Fast async broken-link checker for Markdown, HTML, and websites.
Project description
linkchecker-py
linkchecker-py is a fast async CLI for finding broken links in Markdown files, HTML files, and small to medium websites. It exists for documentation maintainers who want deterministic local checks, clean CI failures, and reports that can be attached to pull requests.
Project Status
This project is early but actively maintained. The core CLI, parser, checker, crawler, reports, tests, and CI are in place, but the project should still be treated as pre-1.0 while configuration, release automation, and broader compatibility work mature.
The package metadata is prepared for publishing, but this README does not claim PyPI availability until the package is actually published.
GitHub Metadata
Suggested repository description:
Async Python CLI for finding broken links in Markdown, HTML, and small websites.
Recommended GitHub topics:
link-checker, markdown, html, cli, python, documentation, ci, httpx, rich
Highlights
- Checks Markdown and HTML files from a
srclayout Python package. - Crawls same-origin websites with a configurable depth limit.
- Validates HTTP status codes and URL fragments such as
#install. - Checks local file links and generated Markdown heading anchors.
- Excludes noisy links with glob patterns.
- Controls concurrency and rate limiting for polite checks.
- Respects
robots.txtby default. - Caches remote results between runs.
- Prints Rich terminal tables and writes JSON or Markdown reports.
Install
From source
git clone https://github.com/jannis793/linkchecker-py.git
cd linkchecker-py
python -m venv .venv
. .venv/bin/activate
python -m pip install -e .
Development install
python -m pip install -e ".[dev]"
Once the package is published, the intended CLI install path will be:
pipx install linkchecker-py
Quickstart
Check the README and docs in this repository:
linkchecker-py files README.md docs/
Write a Markdown report:
linkchecker-py files README.md docs/ --report link-report.md
Write a JSON report for CI artifacts:
linkchecker-py files README.md docs/ --report link-report.json
Crawl a website up to depth 2:
linkchecker-py site https://example.com --depth 2
Try It Locally
The examples directory contains small Markdown and HTML fixtures. This command is expected to fail with exit code 1 because the fixture includes one intentionally missing local file:
linkchecker-py files examples/site --report examples/link-report.md
Run a passing example by excluding that intentional broken link:
linkchecker-py files examples/site \
--exclude "missing.md" \
--report examples/link-report.md
The generated report is local output and is not committed.
Common Options
Skip links that are rate-limited, private, or intentionally local:
linkchecker-py files docs/ --exclude "https://localhost/*" --exclude "*/private/*"

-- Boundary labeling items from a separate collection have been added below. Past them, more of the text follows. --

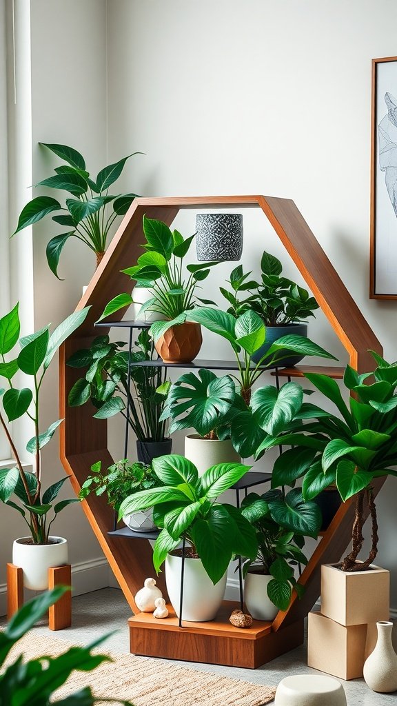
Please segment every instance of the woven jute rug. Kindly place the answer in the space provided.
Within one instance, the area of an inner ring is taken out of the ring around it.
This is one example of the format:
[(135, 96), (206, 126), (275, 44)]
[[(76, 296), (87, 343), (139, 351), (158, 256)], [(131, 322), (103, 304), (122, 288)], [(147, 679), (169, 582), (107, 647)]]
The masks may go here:
[[(23, 653), (27, 659), (42, 654), (54, 657), (71, 644), (30, 633), (18, 642), (12, 656), (15, 659)], [(198, 671), (172, 662), (109, 652), (105, 648), (95, 652), (109, 654), (113, 662), (104, 662), (92, 672), (73, 672), (56, 692), (58, 698), (84, 686), (91, 686), (96, 696), (129, 699), (135, 706), (262, 706), (274, 698), (275, 688), (272, 686)]]

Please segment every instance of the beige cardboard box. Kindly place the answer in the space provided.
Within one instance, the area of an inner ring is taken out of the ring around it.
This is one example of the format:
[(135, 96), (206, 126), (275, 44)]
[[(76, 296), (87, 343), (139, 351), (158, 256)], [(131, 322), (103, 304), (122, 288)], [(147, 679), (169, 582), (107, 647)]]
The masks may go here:
[(309, 613), (307, 666), (340, 679), (362, 676), (367, 626), (345, 627), (321, 613)]
[(389, 620), (389, 572), (379, 566), (352, 572), (321, 566), (321, 614), (340, 625)]

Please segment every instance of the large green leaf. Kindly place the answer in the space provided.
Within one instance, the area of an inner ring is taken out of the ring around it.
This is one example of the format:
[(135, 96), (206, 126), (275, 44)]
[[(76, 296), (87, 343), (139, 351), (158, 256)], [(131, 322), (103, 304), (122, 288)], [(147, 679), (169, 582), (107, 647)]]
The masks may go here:
[(109, 164), (108, 167), (105, 167), (103, 169), (101, 169), (96, 179), (98, 191), (105, 191), (107, 189), (109, 189), (119, 179), (126, 160), (130, 157), (134, 157), (134, 155), (143, 154), (143, 152), (134, 152), (132, 154), (124, 157), (119, 162), (115, 162), (114, 164)]
[(18, 341), (20, 332), (19, 304), (0, 318), (0, 355), (8, 353)]
[(46, 142), (40, 142), (39, 145), (42, 145), (43, 147), (47, 147), (49, 150), (51, 150), (54, 155), (60, 157), (61, 160), (64, 160), (71, 167), (74, 167), (78, 169), (85, 169), (84, 157), (77, 150), (73, 150), (72, 147), (68, 147), (67, 145), (49, 144)]
[(215, 499), (239, 481), (251, 466), (242, 463), (218, 463), (201, 476), (201, 485), (208, 499)]
[(33, 395), (32, 390), (28, 388), (23, 388), (22, 390), (7, 390), (3, 395), (3, 407), (8, 418), (8, 421), (13, 421), (29, 409), (29, 406)]
[(21, 350), (18, 357), (20, 369), (27, 375), (36, 375), (47, 355), (49, 332), (48, 328), (37, 338), (33, 339)]
[(49, 196), (37, 196), (36, 198), (33, 198), (22, 209), (18, 226), (13, 234), (15, 235), (16, 233), (22, 230), (23, 228), (26, 228), (28, 225), (37, 223), (48, 213), (51, 213), (52, 211), (57, 211), (59, 208), (61, 208), (61, 204)]
[(279, 390), (267, 385), (254, 391), (251, 406), (259, 426), (268, 434), (275, 436), (293, 419), (302, 399), (303, 390), (296, 383), (286, 383)]

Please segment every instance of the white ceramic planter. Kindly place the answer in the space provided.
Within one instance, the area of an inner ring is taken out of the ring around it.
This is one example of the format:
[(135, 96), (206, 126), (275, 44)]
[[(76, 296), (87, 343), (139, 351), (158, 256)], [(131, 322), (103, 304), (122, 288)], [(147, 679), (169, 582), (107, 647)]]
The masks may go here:
[[(168, 554), (165, 560), (165, 583), (170, 600), (178, 618), (181, 599), (182, 556)], [(220, 607), (225, 591), (225, 575), (214, 586), (201, 559), (185, 558), (182, 619), (192, 623), (213, 620)]]
[(152, 532), (156, 529), (153, 522), (153, 508), (140, 510), (132, 515), (124, 515), (123, 522), (133, 532)]
[(205, 439), (198, 434), (188, 434), (184, 440), (186, 458), (194, 464), (198, 475), (217, 463), (240, 463), (241, 457), (233, 448), (230, 439)]
[(52, 544), (24, 544), (30, 537), (16, 539), (13, 564), (23, 570), (23, 585), (32, 591), (48, 588), (48, 570), (68, 563), (68, 542), (61, 537), (50, 537)]
[(274, 620), (278, 608), (268, 596), (268, 584), (273, 576), (247, 573), (244, 585), (244, 599), (249, 613), (255, 620)]

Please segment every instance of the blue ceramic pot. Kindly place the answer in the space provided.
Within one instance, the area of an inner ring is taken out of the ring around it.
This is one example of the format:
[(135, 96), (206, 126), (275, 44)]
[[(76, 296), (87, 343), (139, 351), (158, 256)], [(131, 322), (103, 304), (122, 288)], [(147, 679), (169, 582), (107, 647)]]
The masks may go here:
[[(257, 351), (255, 351), (252, 354), (251, 358), (254, 362), (258, 363), (261, 360), (261, 358), (264, 356), (266, 351), (269, 349), (272, 343), (274, 343), (278, 338), (281, 338), (282, 336), (290, 335), (292, 333), (295, 335), (305, 336), (307, 337), (307, 324), (290, 323), (287, 326), (266, 326), (266, 338), (265, 342)], [(283, 353), (283, 351), (280, 351), (280, 353)], [(304, 358), (304, 355), (295, 355), (286, 349), (285, 357), (283, 357), (277, 363), (277, 367), (290, 368), (293, 365), (297, 365)]]

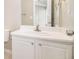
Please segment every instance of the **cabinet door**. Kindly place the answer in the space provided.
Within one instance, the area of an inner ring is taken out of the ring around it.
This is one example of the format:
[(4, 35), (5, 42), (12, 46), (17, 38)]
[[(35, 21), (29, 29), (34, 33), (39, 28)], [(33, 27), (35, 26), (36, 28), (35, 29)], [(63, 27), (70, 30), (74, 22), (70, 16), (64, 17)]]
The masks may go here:
[(12, 59), (34, 59), (34, 41), (20, 39), (12, 39)]
[(52, 42), (37, 42), (36, 59), (72, 59), (70, 46)]

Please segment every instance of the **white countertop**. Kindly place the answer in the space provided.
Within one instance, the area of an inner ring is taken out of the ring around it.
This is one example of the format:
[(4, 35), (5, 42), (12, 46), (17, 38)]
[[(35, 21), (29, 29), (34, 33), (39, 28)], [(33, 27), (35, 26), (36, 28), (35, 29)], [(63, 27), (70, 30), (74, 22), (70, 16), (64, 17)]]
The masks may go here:
[(34, 39), (42, 39), (42, 40), (49, 40), (49, 41), (56, 41), (56, 42), (65, 42), (65, 43), (73, 43), (74, 36), (68, 36), (66, 33), (62, 32), (36, 32), (36, 31), (21, 31), (16, 30), (11, 33), (12, 36), (21, 36), (21, 37), (29, 37)]

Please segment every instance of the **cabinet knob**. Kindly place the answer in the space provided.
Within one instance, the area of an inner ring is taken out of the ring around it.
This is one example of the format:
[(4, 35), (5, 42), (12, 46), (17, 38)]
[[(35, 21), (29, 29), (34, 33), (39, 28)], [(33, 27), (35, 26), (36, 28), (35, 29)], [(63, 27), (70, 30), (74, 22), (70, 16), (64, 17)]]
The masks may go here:
[(32, 42), (31, 45), (34, 45), (34, 43)]
[(42, 44), (41, 44), (41, 43), (39, 43), (39, 46), (42, 46)]

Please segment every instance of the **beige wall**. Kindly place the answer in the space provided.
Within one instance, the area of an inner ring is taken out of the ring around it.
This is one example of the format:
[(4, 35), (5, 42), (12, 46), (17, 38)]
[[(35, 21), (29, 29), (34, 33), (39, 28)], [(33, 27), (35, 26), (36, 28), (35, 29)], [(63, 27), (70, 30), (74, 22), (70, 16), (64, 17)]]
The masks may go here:
[(33, 0), (21, 0), (22, 8), (22, 24), (32, 25), (32, 11), (33, 11)]
[(21, 25), (21, 1), (5, 0), (4, 1), (4, 28), (14, 30)]
[(60, 1), (62, 3), (60, 11), (58, 6), (59, 0), (54, 1), (55, 25), (74, 29), (74, 0)]

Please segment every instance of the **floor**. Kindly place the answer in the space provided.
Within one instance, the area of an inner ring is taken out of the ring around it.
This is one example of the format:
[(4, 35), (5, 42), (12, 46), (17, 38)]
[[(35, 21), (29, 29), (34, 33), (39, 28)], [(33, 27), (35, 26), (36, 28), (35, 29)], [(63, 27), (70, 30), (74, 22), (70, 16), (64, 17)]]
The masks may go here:
[(4, 43), (4, 59), (12, 59), (12, 40)]

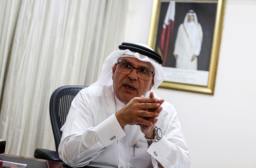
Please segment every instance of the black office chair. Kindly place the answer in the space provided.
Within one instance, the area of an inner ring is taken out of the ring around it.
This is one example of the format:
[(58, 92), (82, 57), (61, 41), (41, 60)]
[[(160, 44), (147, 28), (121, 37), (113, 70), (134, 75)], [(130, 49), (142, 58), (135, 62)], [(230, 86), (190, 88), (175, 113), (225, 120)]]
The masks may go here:
[(37, 148), (34, 151), (35, 158), (62, 162), (58, 153), (58, 147), (62, 134), (60, 130), (66, 121), (73, 99), (79, 91), (85, 87), (87, 87), (64, 86), (59, 87), (53, 92), (50, 100), (50, 112), (56, 151)]

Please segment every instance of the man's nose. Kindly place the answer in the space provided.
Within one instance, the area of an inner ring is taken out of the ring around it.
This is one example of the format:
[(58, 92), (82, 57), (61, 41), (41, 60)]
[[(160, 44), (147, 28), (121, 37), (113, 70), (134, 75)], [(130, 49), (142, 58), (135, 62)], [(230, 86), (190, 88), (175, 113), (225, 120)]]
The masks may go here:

Lower concurrency and add request pacing for remote checks:
linkchecker-py site https://example.com --depth 1 --concurrency 4 --rate-limit 1
Use cached remote results:
linkchecker-py files docs/ --cache
Skip robots.txt checks for private staging sites you own:
linkchecker-py site https://staging.example.com --no-robots
There is no project-level config file yet. Keep options explicit in scripts or CI commands:
linkchecker-py files README.md docs/ \
--exclude "https://localhost/*" \
--exclude "*/private/*" \
--concurrency 8 \
--rate-limit 2 \
--cache \
--report link-report.md
Output and Exit Codes
Terminal output is a Rich table with status, URL, status code, source, and message. JSON reports contain a summary plus a row per checked link:
{
"summary": {
"broken": 1,
"ok": 1,
"skipped": 0,
"total": 2,
"unknown": 0
},
"links": []
}
Exit codes are designed for CI:
0: all checked links are OK, skipped, or unknown.1: at least one checked link is broken.2: the command could not run as requested, such as whenfilesfinds no supported Markdown or HTML files.
CI Usage
Source checkout workflow:
- uses: actions/checkout@v4
- uses: actions/setup-python@v5
with:
python-version: "3.12"
- run: python -m pip install -e .
- run: linkchecker-py files README.md docs/ --report link-report.md
Upload the report even when broken links fail the job:
- name: Check documentation links
run: linkchecker-py files README.md docs/ --report link-report.md
- uses: actions/upload-artifact@v4
if: always()
with:
name: link-report
path: link-report.md
The repository's own CI runs ruff check . and pytest on Python 3.10, 3.11, 3.12, and 3.13.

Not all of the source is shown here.